Molecular dynamic simulation of platinum heater and associated nano-scale liquid argon film evaporation and colloidal adsorption characteristics

A novel 'fluid-wall thermal equilibrium model' for the wall-fluid heat transfer boundary condition has been developed in this paper to capture the nano-scale physics of transient phase transition of a thin liquid argon film on a heated platinum surface and the eventual colloidal adsorption phenomenon as the evaporation is diminishing using molecular dynamics. The objective of this work is to provide microscopic characterizations of the dynamic thermal energy transport mechanisms during the liquid film evaporation and also the resulting non-evaporable colloidal adsorbed liquid layer at the end of the evaporation process. A nanochannel is constructed of platinum (Pt) wall atoms with argon as the working fluid. The proposed model is validated by heating liquid argon between two Pt walls and comparing the thermal conductivity and change in internal energy to thermodynamic properties of argon.
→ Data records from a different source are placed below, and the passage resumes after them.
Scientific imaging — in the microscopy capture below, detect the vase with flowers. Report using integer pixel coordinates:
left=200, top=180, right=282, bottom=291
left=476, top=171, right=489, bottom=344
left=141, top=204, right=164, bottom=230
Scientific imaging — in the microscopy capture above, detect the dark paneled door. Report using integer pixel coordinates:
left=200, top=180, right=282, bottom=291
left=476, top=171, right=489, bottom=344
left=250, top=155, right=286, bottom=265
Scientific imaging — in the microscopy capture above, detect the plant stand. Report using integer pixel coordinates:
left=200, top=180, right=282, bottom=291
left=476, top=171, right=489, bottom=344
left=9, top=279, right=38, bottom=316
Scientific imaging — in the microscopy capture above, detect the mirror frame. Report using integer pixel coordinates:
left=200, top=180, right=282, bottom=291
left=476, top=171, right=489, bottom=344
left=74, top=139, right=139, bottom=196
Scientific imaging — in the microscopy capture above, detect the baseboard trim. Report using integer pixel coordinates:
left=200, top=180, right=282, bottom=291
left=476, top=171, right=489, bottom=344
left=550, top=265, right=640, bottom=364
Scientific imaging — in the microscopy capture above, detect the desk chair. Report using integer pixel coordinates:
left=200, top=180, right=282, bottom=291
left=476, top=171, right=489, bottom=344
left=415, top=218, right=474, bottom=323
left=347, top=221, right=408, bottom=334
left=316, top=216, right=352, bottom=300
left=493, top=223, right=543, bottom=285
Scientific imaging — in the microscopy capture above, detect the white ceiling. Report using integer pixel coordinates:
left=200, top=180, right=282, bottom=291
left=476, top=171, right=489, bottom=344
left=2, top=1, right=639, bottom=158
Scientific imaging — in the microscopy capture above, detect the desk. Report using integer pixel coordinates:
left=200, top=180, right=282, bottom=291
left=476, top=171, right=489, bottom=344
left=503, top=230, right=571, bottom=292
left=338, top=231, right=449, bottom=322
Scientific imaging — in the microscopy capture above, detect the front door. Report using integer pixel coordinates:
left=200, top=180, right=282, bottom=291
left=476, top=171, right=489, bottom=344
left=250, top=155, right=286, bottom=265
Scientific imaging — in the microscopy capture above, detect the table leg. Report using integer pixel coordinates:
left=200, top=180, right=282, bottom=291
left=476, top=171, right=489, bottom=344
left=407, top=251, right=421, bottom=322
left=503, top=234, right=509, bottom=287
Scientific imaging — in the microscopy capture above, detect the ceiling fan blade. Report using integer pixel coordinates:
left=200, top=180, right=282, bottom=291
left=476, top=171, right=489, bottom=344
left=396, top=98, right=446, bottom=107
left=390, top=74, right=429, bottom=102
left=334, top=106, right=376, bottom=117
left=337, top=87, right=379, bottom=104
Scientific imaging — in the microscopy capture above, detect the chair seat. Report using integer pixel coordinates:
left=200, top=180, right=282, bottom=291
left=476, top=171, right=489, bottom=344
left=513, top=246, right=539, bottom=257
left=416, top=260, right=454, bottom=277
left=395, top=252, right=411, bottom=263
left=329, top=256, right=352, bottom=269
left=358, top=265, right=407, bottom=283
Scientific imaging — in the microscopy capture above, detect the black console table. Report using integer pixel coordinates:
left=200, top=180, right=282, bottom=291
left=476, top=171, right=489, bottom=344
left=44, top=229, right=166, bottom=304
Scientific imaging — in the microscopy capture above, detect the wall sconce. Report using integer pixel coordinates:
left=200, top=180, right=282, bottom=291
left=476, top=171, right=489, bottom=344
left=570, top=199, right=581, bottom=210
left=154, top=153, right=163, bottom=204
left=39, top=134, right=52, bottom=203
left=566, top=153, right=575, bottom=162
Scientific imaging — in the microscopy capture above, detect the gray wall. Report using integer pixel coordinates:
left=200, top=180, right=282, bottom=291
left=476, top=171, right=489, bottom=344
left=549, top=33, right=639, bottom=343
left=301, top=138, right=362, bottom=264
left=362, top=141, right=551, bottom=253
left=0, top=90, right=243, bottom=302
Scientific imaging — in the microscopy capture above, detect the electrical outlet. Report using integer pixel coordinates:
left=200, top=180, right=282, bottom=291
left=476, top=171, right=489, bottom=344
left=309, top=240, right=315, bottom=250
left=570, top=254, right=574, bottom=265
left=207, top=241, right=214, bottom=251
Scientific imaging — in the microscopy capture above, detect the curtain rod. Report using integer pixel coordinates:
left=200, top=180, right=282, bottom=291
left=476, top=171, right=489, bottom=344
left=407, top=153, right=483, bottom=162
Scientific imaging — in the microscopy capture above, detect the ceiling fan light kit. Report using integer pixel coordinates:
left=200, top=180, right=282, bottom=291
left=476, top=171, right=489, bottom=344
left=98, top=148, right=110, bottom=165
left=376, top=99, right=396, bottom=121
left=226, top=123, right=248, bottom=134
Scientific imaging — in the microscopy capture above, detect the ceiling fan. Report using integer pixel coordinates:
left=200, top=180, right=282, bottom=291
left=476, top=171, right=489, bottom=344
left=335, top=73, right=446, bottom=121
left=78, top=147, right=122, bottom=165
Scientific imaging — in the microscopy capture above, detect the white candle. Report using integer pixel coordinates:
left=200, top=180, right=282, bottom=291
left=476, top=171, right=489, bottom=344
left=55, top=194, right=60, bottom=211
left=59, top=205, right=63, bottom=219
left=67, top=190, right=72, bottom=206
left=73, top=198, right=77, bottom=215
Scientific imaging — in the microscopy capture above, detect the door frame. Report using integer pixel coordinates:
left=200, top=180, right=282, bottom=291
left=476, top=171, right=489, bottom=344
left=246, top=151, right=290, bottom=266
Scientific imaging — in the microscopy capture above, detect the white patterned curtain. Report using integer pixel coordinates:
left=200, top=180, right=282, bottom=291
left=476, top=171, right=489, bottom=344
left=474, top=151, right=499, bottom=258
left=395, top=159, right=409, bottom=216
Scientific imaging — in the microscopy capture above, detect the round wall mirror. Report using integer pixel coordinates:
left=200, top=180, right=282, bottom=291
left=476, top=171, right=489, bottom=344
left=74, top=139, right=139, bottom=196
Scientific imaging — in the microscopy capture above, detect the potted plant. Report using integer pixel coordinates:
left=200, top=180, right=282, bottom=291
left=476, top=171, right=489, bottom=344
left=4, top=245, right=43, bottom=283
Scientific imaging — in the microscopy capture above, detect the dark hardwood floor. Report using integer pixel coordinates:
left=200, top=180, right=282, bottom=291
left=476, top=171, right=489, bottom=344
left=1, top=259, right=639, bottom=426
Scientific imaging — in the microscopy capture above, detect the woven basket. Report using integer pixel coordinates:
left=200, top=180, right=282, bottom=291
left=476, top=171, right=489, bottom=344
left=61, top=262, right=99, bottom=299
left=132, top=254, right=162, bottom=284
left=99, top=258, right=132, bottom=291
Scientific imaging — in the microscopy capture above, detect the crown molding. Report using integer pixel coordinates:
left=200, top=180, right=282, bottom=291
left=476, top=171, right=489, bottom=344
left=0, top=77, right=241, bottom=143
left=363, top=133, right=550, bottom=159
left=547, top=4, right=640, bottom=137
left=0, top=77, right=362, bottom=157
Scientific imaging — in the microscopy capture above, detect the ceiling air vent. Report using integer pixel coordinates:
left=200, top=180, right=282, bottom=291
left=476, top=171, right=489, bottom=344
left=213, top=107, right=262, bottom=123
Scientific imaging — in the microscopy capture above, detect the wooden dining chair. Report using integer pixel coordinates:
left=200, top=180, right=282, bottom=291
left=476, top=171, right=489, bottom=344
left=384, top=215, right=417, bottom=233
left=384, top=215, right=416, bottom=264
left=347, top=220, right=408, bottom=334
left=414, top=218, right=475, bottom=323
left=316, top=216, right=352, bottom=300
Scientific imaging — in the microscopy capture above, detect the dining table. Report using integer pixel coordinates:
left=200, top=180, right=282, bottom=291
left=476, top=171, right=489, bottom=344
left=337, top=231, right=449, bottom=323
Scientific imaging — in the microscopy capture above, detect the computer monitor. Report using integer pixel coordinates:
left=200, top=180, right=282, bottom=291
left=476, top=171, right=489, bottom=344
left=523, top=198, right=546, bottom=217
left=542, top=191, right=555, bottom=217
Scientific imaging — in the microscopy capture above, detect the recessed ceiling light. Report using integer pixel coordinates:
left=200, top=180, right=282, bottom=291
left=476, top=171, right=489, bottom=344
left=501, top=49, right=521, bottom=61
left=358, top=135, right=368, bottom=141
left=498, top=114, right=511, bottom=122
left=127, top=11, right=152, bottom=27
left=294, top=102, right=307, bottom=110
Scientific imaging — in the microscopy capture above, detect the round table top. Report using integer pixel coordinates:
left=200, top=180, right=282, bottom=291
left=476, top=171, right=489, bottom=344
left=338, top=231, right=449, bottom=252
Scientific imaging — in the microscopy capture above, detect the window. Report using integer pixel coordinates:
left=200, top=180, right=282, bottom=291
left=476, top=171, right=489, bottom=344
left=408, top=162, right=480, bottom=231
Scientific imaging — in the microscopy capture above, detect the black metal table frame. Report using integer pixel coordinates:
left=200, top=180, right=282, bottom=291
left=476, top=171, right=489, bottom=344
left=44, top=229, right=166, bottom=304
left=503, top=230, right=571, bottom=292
Later on, phase change process is studied by simulating evaporation of a thin liquid argon film on a Pt wall using the proposed model. Gradual evaporation of the liquid film occurs although the film does not vaporize completely. An ultra-thin layer of liquid argon is noticed to have "adsorbed" on the platinum surface. An analysis similar to the theoretical study by Hamaker (1937) is performed for the non-evaporating film and the value of the Hamaker-type constant falls in the typical range. This analysis is done to quantify the non-evaporating film with an attempt to use molecular dynamics simulation results in continuum mechanics.